Preventative Communication

So many of the challenges we experience when communicating come from the singular place where we feel like we aren't understood by the person we're communicating with -- or we don't understand them. 

And often, those challenges are rooted in assumptions we are making, often unconsciously, about where the other person might be coming from or how they might be feeling. We can't expect other people to read our minds, especially when we are going through tough and stressful times, yet that's often exactly what we do.

This is where we need to engage in something called "preventative" communication -- taking the initiative to share where you are and how you're feeling -- proactively.

Earlier this year, I wrote about the power of the "Check In" to help normalize doing this for your teams and for yourself. Preventative communication is another way of coming at the same concept. Being attuned to, and naming, how you are feeling and where you're coming from saves time and eliminates a huge number of unnecessary hard conversations -- not because you avoid them, but because you have them before they become hard.

A poet, writer, and modern philosopher I love, Yung Pueblo, who writes often about inter-personal relationships recently wrote about "preventative communication." And while this concept is useful in personal relationships, it's also useful at work. 

He writes:

"Preventative communication can help stop unnecessary arguments in a relationship. When you take the time to let your partner know where you are in your emotional spectrum (meaning if you feel down, sad, happy, short tempered, etc.) it helps you both have the information you need to support each other well that day.

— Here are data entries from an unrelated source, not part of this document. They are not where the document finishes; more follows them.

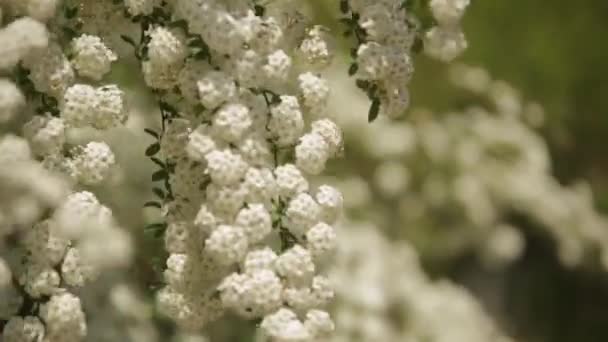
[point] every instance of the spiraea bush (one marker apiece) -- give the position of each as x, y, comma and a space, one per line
176, 170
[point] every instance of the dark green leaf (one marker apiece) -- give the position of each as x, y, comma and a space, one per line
152, 132
128, 40
157, 229
183, 24
159, 192
152, 149
374, 110
69, 32
362, 84
259, 10
153, 204
344, 6
71, 12
158, 162
418, 45
165, 107
353, 69
160, 175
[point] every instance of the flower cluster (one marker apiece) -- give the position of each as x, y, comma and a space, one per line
445, 41
51, 227
383, 294
243, 129
387, 34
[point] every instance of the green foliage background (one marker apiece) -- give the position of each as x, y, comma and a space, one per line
554, 52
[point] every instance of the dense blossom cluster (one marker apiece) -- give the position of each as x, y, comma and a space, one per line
244, 134
388, 33
246, 231
50, 229
384, 295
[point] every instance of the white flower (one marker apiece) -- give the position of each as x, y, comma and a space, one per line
227, 244
91, 57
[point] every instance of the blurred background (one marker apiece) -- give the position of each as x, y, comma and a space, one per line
553, 54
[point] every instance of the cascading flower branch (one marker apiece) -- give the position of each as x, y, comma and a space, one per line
243, 129
387, 34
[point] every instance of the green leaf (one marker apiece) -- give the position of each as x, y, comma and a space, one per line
362, 84
418, 45
69, 32
156, 229
374, 110
152, 132
128, 40
353, 69
344, 6
160, 175
159, 192
158, 162
153, 149
71, 12
152, 204
183, 24
165, 107
259, 10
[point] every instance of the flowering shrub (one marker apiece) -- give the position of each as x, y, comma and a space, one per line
240, 215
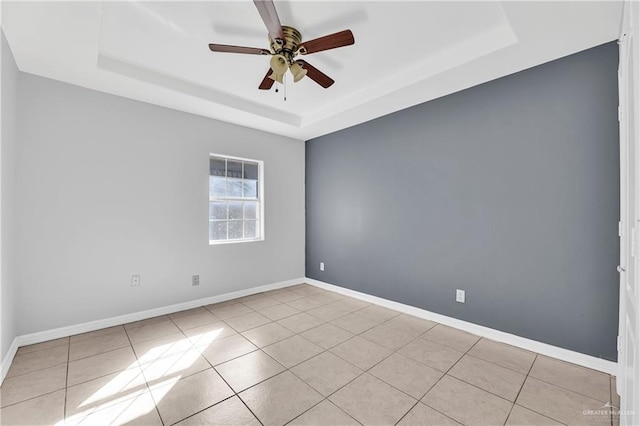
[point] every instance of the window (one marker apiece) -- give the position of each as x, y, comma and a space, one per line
235, 200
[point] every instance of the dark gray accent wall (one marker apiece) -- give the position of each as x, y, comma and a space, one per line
508, 190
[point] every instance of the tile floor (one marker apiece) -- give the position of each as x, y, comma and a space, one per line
298, 356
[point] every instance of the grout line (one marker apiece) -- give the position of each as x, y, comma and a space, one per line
444, 375
520, 390
155, 404
66, 382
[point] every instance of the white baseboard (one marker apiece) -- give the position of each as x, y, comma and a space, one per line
578, 358
8, 359
56, 333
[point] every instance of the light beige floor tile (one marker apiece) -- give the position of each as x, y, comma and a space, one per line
292, 351
504, 355
187, 312
41, 346
146, 347
224, 303
378, 314
152, 331
328, 312
139, 410
431, 354
521, 416
280, 399
361, 352
105, 391
247, 321
490, 377
389, 337
44, 410
248, 370
278, 312
97, 345
300, 322
230, 412
100, 365
421, 415
326, 372
267, 334
169, 357
409, 376
203, 336
225, 349
466, 403
178, 400
305, 303
372, 402
324, 414
118, 329
327, 335
142, 323
286, 296
451, 338
200, 318
250, 297
560, 404
230, 310
413, 323
261, 303
355, 323
587, 382
30, 385
39, 360
351, 304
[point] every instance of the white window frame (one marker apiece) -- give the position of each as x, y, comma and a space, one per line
260, 210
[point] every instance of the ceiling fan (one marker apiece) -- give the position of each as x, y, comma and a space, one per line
285, 44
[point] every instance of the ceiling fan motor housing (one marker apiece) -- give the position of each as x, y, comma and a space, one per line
289, 47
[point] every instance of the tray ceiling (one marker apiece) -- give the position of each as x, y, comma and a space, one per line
405, 52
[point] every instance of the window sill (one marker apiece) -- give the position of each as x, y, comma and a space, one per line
222, 242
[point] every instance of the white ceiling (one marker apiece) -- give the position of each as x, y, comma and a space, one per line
405, 53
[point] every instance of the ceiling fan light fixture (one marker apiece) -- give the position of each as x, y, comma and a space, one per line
279, 64
277, 77
297, 71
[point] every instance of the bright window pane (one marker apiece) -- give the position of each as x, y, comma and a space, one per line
234, 199
218, 210
234, 169
235, 229
234, 187
218, 230
249, 228
250, 188
217, 187
235, 209
250, 209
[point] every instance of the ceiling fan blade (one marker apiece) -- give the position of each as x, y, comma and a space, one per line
331, 41
266, 81
238, 49
316, 75
269, 15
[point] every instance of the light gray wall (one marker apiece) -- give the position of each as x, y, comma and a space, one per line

"You don’t always need to be asked “how do you feel today?” In fact, volunteering the information, especially when you are going through turbulent emotions, can be so helpful to the both of you. It helps you admit to yourself what emotions are currently passing through you and it helps your partner know when you are going through a tough moment. This level of communication can uplift self-awareness and help cut down on projecting your turbulent emotions onto your partner. Creating a culture of communication between the two of you will not only welcome in vulnerability but it will also help you remain flexible in the ways you show each other loving support.

"What you need one day may be quite different from the next. It is important to not expect your partner to read your mind, they simply can’t do that."


Think about this in your own communications at work and at home. Let me know what you think and how it works for you.